By the end of the lessons, students will be able to:
- Learn new facts about their classmates
- Practice having conversations in small groups
This lesson helps students get to know one another. Starting the year with relationship-building activities is a way to start creating inclusive classrooms.
The lesson starts with a five senses mindfulness activity. An icebreaker game follows in which students learn similarities and differences in their classroom. You then break students into small groups and pass out a get-to-know-you handout with questions for each student to respond to. A quick discussion follows each activity, allowing students to voice what they learned and how it feels to speak in a small group about themselves.
Finally, students end by reflecting in their journals.
The mindful moment for this lesson is particularly well-suited for students to do at home since each student will be in a different environment.
See lesson one on Mindfulness for our general teaching recommendations about doing live or recorded social-emotional lessons.
After the mindful moment, have some students recount what they are seeing.
Early in the class, facilitate a discussion about online class norms around 1) mindfulness; 2) discussions; 3) and behavior in breakout rooms, if you are using them. If you find students need time to be silly on camera, start each class with 1 minutes of be-silly-on-camera time – it tends to not be that fun but expends some of the drive and allows you to say to a disruptive student “what you’re doing would be OK during silly time.”
For the Small Group Conversations activity, if you feel comfortable doing so, have students meet in breakout rooms. Have them jot down the questions to ask one another in advance, or give them all a link to a shared document to read off of. If breakout rooms will not work with the class, either try small group chats, or simply hold a whole-class discussion.
Other alternatives:
- Live online, have students say something about themselves. Then have other students raise their hand if they share that characteristic. Then you call on someone raising their hand and they say something about themselves. Keep tabs on whom you have called to give everyone a chance.
- Two truths and a lie (be sure to model this twice and have students write down their statements before you have them go).
- Have students bring something to the camera that is important to them.
- Seven-Word Autobiographies can work well online (see lesson plan). Students can share their biographies in the chat, but it is more fun to have them hold up a piece of paper on which they’ve written the biography in large letters.

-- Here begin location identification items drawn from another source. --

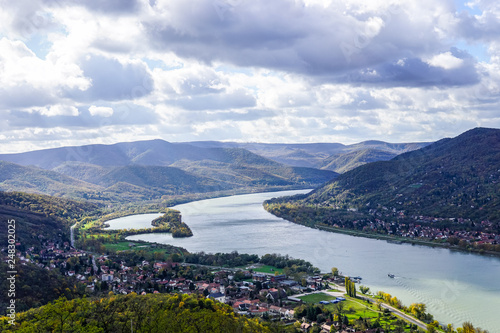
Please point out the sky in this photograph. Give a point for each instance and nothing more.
(77, 72)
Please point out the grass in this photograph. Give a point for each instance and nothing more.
(268, 269)
(316, 298)
(355, 308)
(124, 246)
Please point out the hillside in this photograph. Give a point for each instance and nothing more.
(452, 178)
(328, 156)
(15, 177)
(35, 213)
(147, 313)
(347, 161)
(150, 170)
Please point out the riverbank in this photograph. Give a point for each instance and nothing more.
(401, 240)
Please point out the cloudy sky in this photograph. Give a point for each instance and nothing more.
(92, 71)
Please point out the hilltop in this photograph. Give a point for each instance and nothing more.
(456, 177)
(447, 192)
(149, 170)
(326, 156)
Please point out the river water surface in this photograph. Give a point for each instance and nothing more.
(456, 286)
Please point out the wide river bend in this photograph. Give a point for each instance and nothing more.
(456, 286)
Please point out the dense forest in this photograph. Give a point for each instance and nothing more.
(145, 313)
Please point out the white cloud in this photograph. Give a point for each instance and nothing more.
(101, 111)
(59, 110)
(286, 70)
(445, 60)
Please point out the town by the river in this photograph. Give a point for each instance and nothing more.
(456, 286)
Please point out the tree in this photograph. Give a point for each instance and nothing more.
(468, 327)
(364, 290)
(339, 310)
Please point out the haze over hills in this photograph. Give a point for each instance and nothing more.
(328, 156)
(149, 170)
(451, 178)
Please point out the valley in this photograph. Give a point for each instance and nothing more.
(439, 194)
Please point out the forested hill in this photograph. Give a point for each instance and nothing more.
(145, 313)
(451, 178)
(37, 215)
(149, 170)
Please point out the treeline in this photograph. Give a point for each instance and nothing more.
(313, 215)
(36, 286)
(173, 219)
(39, 217)
(48, 205)
(146, 313)
(235, 259)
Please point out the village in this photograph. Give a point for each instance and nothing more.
(267, 295)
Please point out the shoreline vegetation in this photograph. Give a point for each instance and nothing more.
(344, 222)
(90, 233)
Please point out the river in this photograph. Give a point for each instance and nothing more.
(456, 286)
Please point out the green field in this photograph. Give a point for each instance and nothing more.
(316, 298)
(268, 269)
(124, 246)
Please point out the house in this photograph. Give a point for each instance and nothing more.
(305, 327)
(220, 297)
(107, 277)
(259, 277)
(276, 295)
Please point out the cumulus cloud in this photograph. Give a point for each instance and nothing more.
(446, 61)
(59, 110)
(302, 71)
(113, 80)
(102, 111)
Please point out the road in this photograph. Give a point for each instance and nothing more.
(395, 311)
(405, 316)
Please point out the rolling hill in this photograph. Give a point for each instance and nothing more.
(149, 170)
(452, 178)
(347, 161)
(328, 156)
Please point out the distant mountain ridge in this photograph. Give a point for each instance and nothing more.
(149, 170)
(451, 178)
(322, 155)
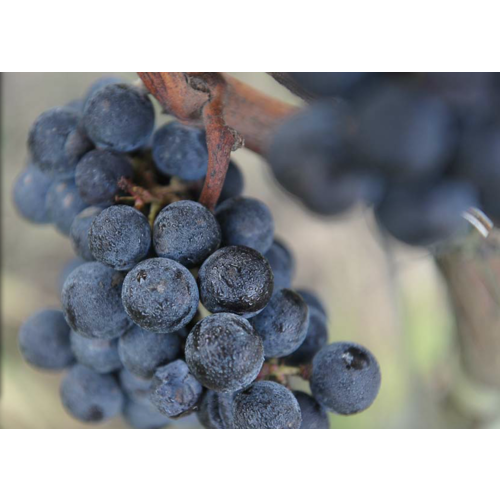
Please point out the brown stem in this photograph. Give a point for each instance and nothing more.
(252, 113)
(472, 275)
(284, 78)
(231, 112)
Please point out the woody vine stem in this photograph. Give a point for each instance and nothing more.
(232, 113)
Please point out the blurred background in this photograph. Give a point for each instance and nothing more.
(384, 296)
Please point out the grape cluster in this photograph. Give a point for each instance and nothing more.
(421, 148)
(131, 332)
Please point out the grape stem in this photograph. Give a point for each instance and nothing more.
(232, 113)
(274, 370)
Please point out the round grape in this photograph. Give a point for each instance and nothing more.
(119, 117)
(160, 296)
(181, 151)
(92, 302)
(314, 417)
(100, 84)
(234, 184)
(120, 237)
(283, 325)
(57, 143)
(224, 353)
(427, 215)
(186, 232)
(142, 352)
(79, 232)
(64, 204)
(97, 176)
(97, 354)
(91, 397)
(238, 280)
(266, 406)
(246, 222)
(345, 378)
(216, 411)
(282, 263)
(174, 391)
(405, 133)
(313, 301)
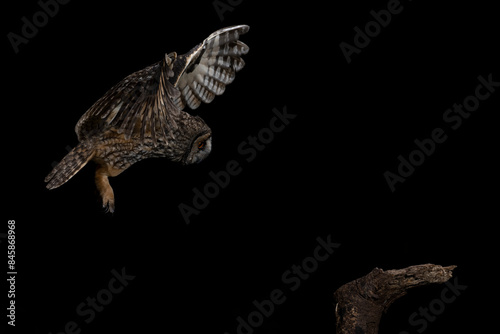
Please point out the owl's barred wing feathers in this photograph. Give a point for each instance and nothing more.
(139, 105)
(205, 70)
(145, 103)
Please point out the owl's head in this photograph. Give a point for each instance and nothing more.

- For recorded lessons, have students interview someone in their house and find out something new about that person
Have students email you a seven-word autobiography. Create a document for the whole class and then share it out to all the students.
CASEL Competencies
Relationship skills: The abilities to establish and maintain healthy and supportive relationships and to effectively navigate settings with diverse individuals and groups. This includes the capacities to communicate clearly, listen actively, cooperate, work collaboratively to problem solve and negotiate conflict constructively, navigate settings with differing social and cultural demands and opportunities, provide leadership, and seek or offer help when needed.